On Sun, 2005-11-06 at 14:28 -0800, K C wrote:
> I've replaced this kind of unique indexes with just normal
> (physmessage_id) if there is no other index can index physmessage_id.
> This is to make sure physmessage_id can use index.  But unique index
> on (physmessage_id, id) is unnecessary here.

People search for physmessage_id- which isn't unique. Knowing that when
it's with an id, it's also unique, this means database engines don't
need a second index for PRIMARY.

If your database engine blindly creates and maintains implicit indexes
that are going to contain the same data as another index, consider
dropping the PRIMARY one- that's the superfluous one.

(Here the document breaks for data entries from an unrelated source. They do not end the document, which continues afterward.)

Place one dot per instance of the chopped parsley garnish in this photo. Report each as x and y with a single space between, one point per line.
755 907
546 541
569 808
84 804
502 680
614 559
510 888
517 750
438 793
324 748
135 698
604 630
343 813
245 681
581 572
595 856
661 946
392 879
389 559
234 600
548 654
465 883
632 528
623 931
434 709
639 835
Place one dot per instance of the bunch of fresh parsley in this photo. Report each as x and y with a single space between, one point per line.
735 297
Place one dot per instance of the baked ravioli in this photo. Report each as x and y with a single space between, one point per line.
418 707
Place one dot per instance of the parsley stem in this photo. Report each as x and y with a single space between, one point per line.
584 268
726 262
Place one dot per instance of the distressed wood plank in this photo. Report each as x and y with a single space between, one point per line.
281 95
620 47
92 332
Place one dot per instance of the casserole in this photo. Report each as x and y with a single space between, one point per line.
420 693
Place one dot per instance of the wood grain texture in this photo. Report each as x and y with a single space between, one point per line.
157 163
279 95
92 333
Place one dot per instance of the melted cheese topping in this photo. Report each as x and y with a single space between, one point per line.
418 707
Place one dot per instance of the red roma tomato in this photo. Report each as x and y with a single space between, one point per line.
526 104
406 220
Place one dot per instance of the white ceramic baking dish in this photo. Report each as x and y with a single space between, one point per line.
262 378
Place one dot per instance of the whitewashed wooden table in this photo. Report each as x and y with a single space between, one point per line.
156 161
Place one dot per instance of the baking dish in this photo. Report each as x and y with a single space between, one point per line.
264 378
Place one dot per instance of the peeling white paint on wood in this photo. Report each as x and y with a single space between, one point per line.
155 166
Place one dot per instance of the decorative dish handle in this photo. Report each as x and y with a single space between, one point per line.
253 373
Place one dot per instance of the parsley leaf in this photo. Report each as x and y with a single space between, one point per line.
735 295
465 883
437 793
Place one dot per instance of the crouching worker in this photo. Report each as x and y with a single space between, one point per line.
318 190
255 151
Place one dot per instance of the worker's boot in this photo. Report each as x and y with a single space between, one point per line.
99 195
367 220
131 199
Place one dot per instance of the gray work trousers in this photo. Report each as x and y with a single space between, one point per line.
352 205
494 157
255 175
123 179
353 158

Unfortunately, when we do that, we lose the ability to search on id
quickly because many database engines treat UNIQUE(p,q) as UNIQUE(p||q)
which, as long as we have "p", we can still use this index without "q" -
hence the reason it's UNIQUE(physmessage_id,id) and not
UNIQUE(id,physmessage_id)

If you don't believe it, load a dbmail installation with 20G of data.
Should be easy- steal from mailing lists. Then do a data-only dump of
your favorite database server, and start playing with the data
structures. Most RDBMS come with an execution-planner that can be used
to speed profiling, but a stopwatch and an email client will do fine.